# Baseline: Обучение Multi-Branch MLP на размеченных данных


In [3]:
!pip install pytorch_lightning

import os
import sys
import warnings
warnings.filterwarnings('ignore')

import torch
import torch.nn as nn
import numpy as np
import pandas as pd
from sklearn.utils.class_weight import compute_class_weight

from model import MultiBranchMLP
from data_module import DataModule
from lightning_module import BaseLightningModule

from pytorch_lightning import Trainer
from pytorch_lightning.callbacks import ModelCheckpoint

def set_seed(seed=42):
    torch.manual_seed(seed)
    torch.cuda.manual_seed_all(seed)
    np.random.seed(seed)
    import random
    random.seed(seed)
    torch.backends.cudnn.deterministic = True
    torch.backends.cudnn.benchmark = False

set_seed(42)




## 1. Загрузка данных


In [4]:
data_dir = '/content/data'

dm = DataModule(
    data_dir=data_dir,
    batch_size=128,
    num_workers=4
)

dm.setup()

print(f'Input dimension: {dm.input_dim}')
print(f'Number of classes: {dm.n_classes}')
print(f'Labeled train samples: {len(dm.train_labeled_dataset)}')
print(f'Test samples: {len(dm.test_dataset)}')


Input dimension: 3072
Number of classes: 10
Labeled train samples: 1440
Validation samples: 160
Test samples: 4000
Input dimension: 3072
Number of classes: 10
Labeled train samples: 1440
Test samples: 4000


## 2. Анализ дисбаланса классов и вычисление весов


In [11]:
train_labels = dm.train_labeled_dataset.dataset.y

unique_labels = np.unique(train_labels)
class_weights = compute_class_weight(
    'balanced',
    classes=unique_labels,
    y=train_labels
)

print(f'Class weights: {dict(zip(unique_labels, class_weights))}')

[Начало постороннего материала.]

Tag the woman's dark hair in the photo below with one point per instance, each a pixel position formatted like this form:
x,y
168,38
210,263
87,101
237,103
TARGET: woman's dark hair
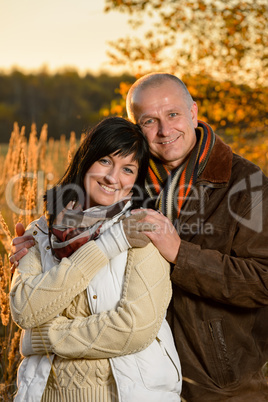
x,y
113,135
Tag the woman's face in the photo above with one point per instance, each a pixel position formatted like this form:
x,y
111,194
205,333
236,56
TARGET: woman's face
x,y
110,179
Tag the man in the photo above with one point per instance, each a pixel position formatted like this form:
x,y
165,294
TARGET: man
x,y
213,228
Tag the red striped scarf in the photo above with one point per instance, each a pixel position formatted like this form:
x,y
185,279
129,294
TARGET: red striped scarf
x,y
167,186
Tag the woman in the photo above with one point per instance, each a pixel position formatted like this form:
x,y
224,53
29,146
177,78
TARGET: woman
x,y
92,288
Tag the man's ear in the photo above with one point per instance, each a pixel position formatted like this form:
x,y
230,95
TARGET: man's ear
x,y
194,114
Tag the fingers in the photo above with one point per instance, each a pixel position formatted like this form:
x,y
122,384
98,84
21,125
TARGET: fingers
x,y
20,230
14,258
13,267
18,241
20,247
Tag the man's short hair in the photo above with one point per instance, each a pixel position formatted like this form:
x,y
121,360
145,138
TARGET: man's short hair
x,y
154,80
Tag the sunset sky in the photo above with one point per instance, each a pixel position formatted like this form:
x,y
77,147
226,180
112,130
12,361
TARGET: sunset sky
x,y
58,33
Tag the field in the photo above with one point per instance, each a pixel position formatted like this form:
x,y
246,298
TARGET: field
x,y
28,168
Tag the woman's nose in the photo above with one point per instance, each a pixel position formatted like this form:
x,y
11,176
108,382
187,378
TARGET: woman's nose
x,y
112,176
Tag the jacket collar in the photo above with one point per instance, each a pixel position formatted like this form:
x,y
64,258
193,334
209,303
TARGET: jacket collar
x,y
219,165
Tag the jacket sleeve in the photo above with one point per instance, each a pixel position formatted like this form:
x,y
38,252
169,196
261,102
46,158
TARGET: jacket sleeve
x,y
239,278
37,296
128,329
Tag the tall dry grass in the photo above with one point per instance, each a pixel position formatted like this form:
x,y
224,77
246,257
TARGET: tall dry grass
x,y
28,169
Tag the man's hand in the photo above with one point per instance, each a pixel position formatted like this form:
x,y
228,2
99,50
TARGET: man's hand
x,y
164,236
19,246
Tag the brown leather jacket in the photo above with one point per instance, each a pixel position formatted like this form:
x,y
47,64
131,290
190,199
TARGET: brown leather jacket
x,y
219,309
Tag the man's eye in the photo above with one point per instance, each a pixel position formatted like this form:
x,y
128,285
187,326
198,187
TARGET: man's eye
x,y
148,122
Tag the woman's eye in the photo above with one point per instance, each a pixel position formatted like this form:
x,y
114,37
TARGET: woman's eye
x,y
128,170
104,161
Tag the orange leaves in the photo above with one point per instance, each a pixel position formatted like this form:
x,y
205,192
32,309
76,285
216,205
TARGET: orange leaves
x,y
227,39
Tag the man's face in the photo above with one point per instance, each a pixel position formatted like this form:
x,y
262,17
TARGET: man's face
x,y
167,122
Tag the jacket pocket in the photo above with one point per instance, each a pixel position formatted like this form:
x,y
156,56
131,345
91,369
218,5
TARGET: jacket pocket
x,y
157,369
222,372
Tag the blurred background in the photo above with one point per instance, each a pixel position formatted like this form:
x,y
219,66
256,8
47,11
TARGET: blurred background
x,y
65,64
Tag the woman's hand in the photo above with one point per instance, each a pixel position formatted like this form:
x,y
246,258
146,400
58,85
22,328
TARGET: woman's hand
x,y
164,236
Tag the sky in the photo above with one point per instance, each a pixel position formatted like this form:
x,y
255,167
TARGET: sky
x,y
58,33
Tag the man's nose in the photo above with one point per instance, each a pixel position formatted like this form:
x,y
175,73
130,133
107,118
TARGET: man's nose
x,y
164,128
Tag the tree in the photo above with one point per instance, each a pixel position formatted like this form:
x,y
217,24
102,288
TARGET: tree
x,y
227,40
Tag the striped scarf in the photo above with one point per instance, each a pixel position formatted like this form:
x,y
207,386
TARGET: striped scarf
x,y
76,227
166,186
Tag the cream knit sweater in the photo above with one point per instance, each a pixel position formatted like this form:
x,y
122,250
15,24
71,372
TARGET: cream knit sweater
x,y
78,339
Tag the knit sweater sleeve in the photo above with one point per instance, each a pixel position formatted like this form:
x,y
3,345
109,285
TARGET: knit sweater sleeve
x,y
37,296
128,329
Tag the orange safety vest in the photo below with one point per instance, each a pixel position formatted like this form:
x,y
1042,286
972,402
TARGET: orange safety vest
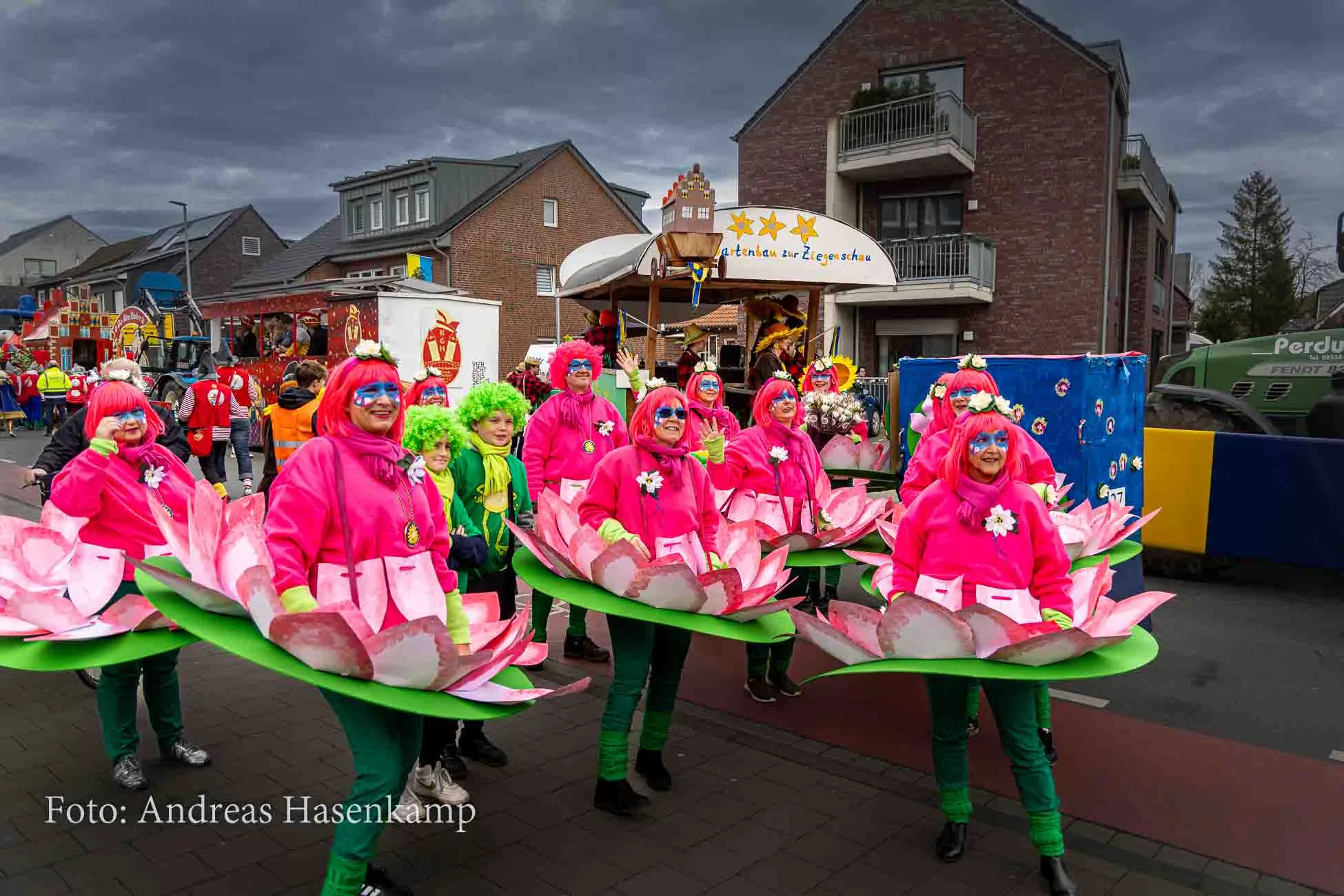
x,y
289,429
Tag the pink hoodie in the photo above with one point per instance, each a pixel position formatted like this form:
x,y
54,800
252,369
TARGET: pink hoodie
x,y
933,542
929,456
109,492
748,465
304,528
682,505
554,449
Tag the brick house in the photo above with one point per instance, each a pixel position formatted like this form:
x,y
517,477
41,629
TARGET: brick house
x,y
990,154
493,227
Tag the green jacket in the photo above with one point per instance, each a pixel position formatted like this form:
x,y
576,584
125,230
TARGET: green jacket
x,y
469,477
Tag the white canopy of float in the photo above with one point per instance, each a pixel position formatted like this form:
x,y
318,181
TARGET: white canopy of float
x,y
765,250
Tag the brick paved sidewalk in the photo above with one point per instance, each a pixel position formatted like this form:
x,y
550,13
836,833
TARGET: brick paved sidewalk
x,y
754,811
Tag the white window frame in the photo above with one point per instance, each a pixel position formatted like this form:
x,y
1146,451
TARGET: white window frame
x,y
554,289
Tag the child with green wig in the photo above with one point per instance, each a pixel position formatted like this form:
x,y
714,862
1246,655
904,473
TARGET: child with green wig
x,y
434,433
492,487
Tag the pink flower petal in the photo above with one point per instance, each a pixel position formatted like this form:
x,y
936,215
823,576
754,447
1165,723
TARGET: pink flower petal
x,y
323,641
857,622
1046,649
413,655
991,629
669,586
94,574
831,640
918,629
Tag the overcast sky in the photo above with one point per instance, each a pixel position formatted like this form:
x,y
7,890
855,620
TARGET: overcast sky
x,y
110,108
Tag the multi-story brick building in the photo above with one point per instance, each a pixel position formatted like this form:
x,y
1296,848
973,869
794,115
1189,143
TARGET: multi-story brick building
x,y
495,229
991,155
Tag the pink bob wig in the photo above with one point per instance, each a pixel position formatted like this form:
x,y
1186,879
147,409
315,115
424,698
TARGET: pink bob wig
x,y
942,413
116,396
766,394
642,422
349,375
414,393
979,380
693,387
967,427
573,351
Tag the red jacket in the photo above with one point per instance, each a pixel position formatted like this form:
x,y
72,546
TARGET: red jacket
x,y
210,405
79,393
27,386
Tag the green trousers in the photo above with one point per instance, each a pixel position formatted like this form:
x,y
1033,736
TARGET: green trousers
x,y
116,698
642,652
542,613
385,744
1014,704
1042,703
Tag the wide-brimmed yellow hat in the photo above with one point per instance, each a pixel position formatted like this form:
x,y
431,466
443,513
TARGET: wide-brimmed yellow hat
x,y
777,332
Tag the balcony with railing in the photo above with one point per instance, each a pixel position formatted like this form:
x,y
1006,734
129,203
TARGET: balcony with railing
x,y
1141,181
914,137
953,269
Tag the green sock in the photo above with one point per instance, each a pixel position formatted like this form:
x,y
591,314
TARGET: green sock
x,y
1042,704
653,735
956,804
345,876
1046,835
612,751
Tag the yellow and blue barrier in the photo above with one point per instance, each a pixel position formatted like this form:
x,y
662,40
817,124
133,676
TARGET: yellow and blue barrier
x,y
1263,498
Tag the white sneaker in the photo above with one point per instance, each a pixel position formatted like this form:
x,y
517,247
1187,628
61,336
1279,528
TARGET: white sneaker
x,y
407,809
433,782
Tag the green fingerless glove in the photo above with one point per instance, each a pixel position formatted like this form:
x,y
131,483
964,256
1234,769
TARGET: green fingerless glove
x,y
104,447
458,628
714,448
297,600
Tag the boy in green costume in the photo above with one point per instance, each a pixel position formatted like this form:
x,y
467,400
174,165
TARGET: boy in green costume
x,y
492,487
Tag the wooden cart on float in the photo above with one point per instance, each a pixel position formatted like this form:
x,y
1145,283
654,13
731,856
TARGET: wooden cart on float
x,y
707,257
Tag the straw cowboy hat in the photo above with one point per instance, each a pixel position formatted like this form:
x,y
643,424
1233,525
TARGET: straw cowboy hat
x,y
777,332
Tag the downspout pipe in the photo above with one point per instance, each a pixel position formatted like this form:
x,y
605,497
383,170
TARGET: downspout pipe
x,y
1110,210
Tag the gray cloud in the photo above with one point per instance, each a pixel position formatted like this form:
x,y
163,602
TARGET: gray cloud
x,y
269,103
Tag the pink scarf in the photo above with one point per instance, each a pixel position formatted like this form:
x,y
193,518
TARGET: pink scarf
x,y
577,411
977,499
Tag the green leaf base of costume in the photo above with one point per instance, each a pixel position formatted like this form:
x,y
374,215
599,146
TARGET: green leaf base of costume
x,y
1120,553
69,656
775,627
242,638
1139,651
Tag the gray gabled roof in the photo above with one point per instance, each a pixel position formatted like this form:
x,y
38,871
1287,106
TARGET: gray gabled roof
x,y
18,239
844,23
298,258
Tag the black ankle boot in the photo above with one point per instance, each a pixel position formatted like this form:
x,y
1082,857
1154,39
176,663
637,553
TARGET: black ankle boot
x,y
618,798
952,842
649,764
1057,876
1048,742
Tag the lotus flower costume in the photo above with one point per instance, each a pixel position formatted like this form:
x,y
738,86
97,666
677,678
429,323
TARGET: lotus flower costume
x,y
223,549
57,587
741,591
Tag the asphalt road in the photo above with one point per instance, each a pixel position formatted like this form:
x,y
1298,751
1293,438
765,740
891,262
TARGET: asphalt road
x,y
1256,655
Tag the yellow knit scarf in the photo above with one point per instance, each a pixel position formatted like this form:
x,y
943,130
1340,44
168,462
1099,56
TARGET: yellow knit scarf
x,y
493,458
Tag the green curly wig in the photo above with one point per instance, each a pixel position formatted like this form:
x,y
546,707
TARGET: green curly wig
x,y
428,423
485,398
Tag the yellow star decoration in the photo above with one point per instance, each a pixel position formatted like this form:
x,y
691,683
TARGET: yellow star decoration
x,y
806,227
769,226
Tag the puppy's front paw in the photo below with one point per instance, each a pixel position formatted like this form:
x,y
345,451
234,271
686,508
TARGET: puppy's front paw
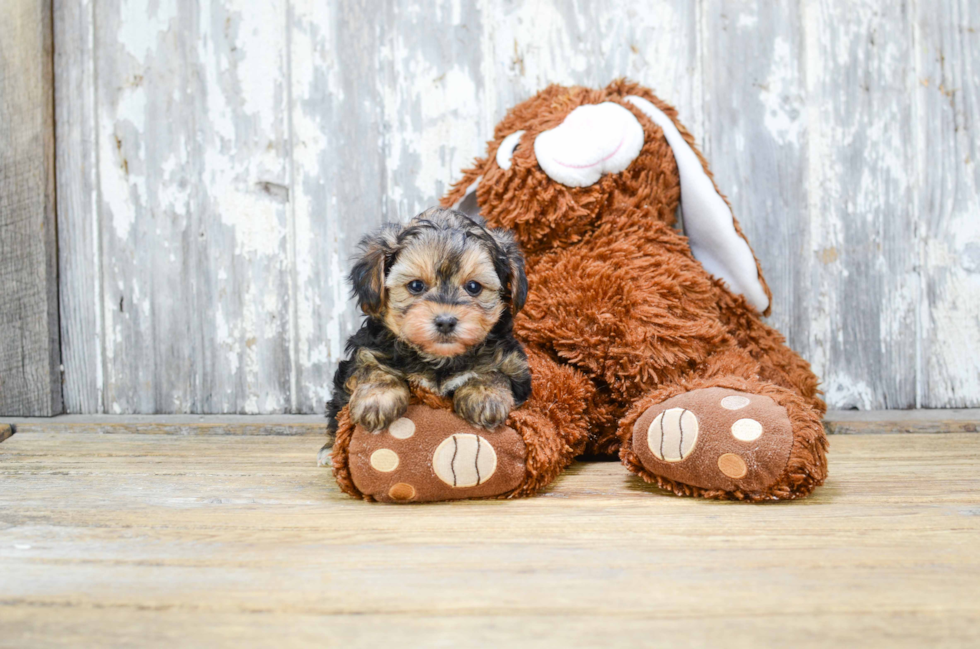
x,y
375,407
483,406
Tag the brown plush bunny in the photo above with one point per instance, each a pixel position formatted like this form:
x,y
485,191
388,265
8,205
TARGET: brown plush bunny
x,y
643,340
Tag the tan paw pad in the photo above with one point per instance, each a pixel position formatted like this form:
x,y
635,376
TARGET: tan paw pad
x,y
402,491
673,434
384,460
417,458
464,460
715,438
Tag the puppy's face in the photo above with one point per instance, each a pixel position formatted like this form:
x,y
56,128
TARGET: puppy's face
x,y
443,295
444,283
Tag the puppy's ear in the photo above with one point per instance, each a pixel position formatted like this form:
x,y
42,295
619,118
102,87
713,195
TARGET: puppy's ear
x,y
367,277
510,267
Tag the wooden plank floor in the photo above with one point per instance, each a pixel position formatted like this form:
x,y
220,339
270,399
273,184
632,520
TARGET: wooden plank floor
x,y
240,540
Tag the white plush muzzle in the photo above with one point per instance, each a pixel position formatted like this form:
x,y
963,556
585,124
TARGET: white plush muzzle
x,y
597,139
594,139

class_weights_tensor = torch.FloatTensor(class_weights)


Class weights: {np.int64(0): np.float64(1.0738255033557047), np.int64(1): np.float64(0.963855421686747), np.int64(2): np.float64(1.0256410256410255), np.int64(3): np.float64(1.103448275862069), np.int64(4): np.float64(0.9523809523809523), np.int64(5): np.float64(0.935672514619883), np.int64(6): np.float64(0.9523809523809523), np.int64(7): np.float64(1.0596026490066226), np.int64(8): np.float64(0.9248554913294798), np.int64(9): np.float64(1.0457516339869282)}


## 3. Создание модели


In [12]:
model = MultiBranchMLP(
    input_dim=dm.input_dim,
    hidden_dim=256,
    output_dim=dm.n_classes,
    num_blocks=4,
    dropout=0.1,
    combine_mode='concat'
)

print(f'Model parameters: {sum(p.numel() for p in model.parameters()):,}')


Model parameters: 4,080,650


## 4. Создание Lightning модуля


In [13]:
loss_fn = nn.CrossEntropyLoss(weight=class_weights_tensor)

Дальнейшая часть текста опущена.